As she points out, Trump’s new plan targets basically all undocumented immigrants, not just criminals. He has already looked at adding 15,000 officers to ICE and CBP (Customs and Border Protection) and blocked federal funding from sanctuary cities. Deportations work well when they are used on undocumented immigrants who commit crimes. Mass deportations, on the other hand, are problematic.
Sixty percent of undocumented immigrants have been in the US for more than ten years, which means they are pretty settled. In fact, one-third of illegal immigrants over age 15 live with a child who is a US citizen. CNN reported the story of Garcia de Rayos, an illegal immigrant with two American children, who was deported February 8, 2017. Her deportation sparked protests as her children spoke against it. She was checking in with ICE when she got deported. A few years before she had been caught using a fake Social Security number and lost her case. Since she wasn't a priority, instead of deporting her, ICE just did check-ins...until she became a priority. That is why many people are blaming this deportation on Trump. She wasn't a priority until this meeting. She went to seven meetings with ICE and followed all the instructions they gave her. There didn't seem to be any reason to deport her but, as the lawyer of another woman in the same situation stated, “When you have a blanket deportation policy you don't need to have specific reasons, you just say no.” Garcia De Rayos’s situation is a common one, and now that Trump is in charge all of these people who weren't in danger of being deported because they were not a priority are now in danger of being deported. Critics say this policy does more to rip families apart than to keep America safe. The government is supposed to work to make American’s lives better, and deporting parents of US citizens is working against that goal. These children, who are US citizens, may be put in the care of an older sibling, sent to an unsafe or impoverished country, or landed in foster care.

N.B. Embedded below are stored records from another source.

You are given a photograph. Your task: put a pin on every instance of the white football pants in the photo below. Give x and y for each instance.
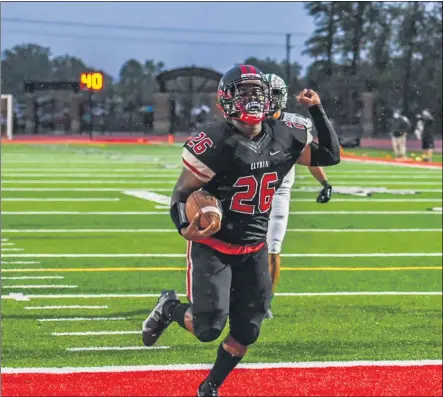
(278, 220)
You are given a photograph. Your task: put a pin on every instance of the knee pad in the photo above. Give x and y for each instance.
(247, 335)
(208, 327)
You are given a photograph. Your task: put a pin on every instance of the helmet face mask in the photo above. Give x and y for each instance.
(244, 96)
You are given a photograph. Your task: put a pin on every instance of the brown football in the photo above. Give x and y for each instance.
(205, 204)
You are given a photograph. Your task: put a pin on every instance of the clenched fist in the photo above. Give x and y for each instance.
(308, 98)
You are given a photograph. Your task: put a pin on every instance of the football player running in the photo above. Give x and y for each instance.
(278, 219)
(241, 161)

Some children were not born in the United States but were brought here at a young age as undocumented immigrants by their parents. Obviously, they had no say in the matter, but they have grown up knowing the United States as their only home. DACA stands for Deferred Action for Childhood Arrivals. It is an executive order signed by President Obama to grant undocumented immigrants who were brought into the country as children (dubbed “dreamers”) amnesty and work permits. Roughly 750,000 undocumented immigrants are protected under the program. These are people who were taken to the US before they turned 16. Some don't even remember their native country. Even Trump has sympathy for their case; he has promised to keep DACA in place and says “it's a very, very tough subject” because “you have some absolutely, incredible kids”. However, his word can't be trusted. While he may be hesitant to undo the order due to fear of political backlash, he could just stop issuing work permits or deport people based on misdemeanors or find another way around the order. Kamal Essaheb from the National Immigration Law Center told CNN “We cannot at this time offer a confident assessment of whether anyone -- including those with DACA -- are protected from enforcement”. If Trump decides to start deporting “dreamers” he could use the information they gave to the government to attain amnesty from deportation to deport them. This just seems cruel, especially since DACA only applies to law-abiding undocumented immigrants brought to America as children.
Logistically, a mass deportation just doesn't make sense. The American Action Forum found removing all the undocumented immigrants in America would cost between $100 and $300 billion dollars, take 20 years and shrink the GDP by $1.6 trillion. According to National Farm Workers Ministry, six out of ten farm workers are undocumented immigrants. If all those workers are deported, food prices in America might skyrocket as employers struggle to fill those positions and have to pay workers more. A shrinking GDP and higher food prices create difficulties for all Americans. And remember, this is all to deport people who aren't dangerous or causing problems.
Deportation is not as easy (or cheap) as it may sound. Some people are hard to deport. Only about half of the undocumented immigrants in America are from Mexico. 268,000 are from China, one of the twenty-three countries that don't cooperate with deportations, which means there is literally nowhere to deport these people. Deporting people from other countries like India, Korea or even El Salvador can be costly because they would have to be flown back to their countries of origin.
Now let's consider the other solution, giving undocumented immigrants a path to citizenship. This plan would allow undocumented immigrants to apply for citizenship and would probably include temporary amnesty as they go through the process. It would mean safety for the families currently in danger of being ripped apart and the “dreamers” and every other undocumented immigrant who now has their life here and hasn't broken any major laws. A change in administration would no longer decide whether parents can stay with their children or whether someone is shipped off to a country they haven't seen since they were five. And if there are fewer people too afraid of deportation to report their bosses, employers in America would have to comply with American safety and minimum wage laws. Money would still have to be spent on border control and removing dangerous criminals, but less would be spent on deporting people. Some people claim giving illegal immigrants a path to citizenship would encourage more people to come to America illegally. There is no data to back up this claim and logically the possibility, after living in America illegally for years, that you might get amnesty and begin the process to become a citizen is a weak pull factor when compared to the other push and pull factors involved with illegal immigration. These people are leaving their countries to escape extreme poverty, violence and in some cases oppressive governments. They come to America to get a steady income to support their families and a safe place to live. Simply giving these people a path to citizenship seems to be the best option regarding most of the undocumented immigrant population in America. For now 11.1 million people's lives hang in the balance while the Trump administration tries to decide what to do with them.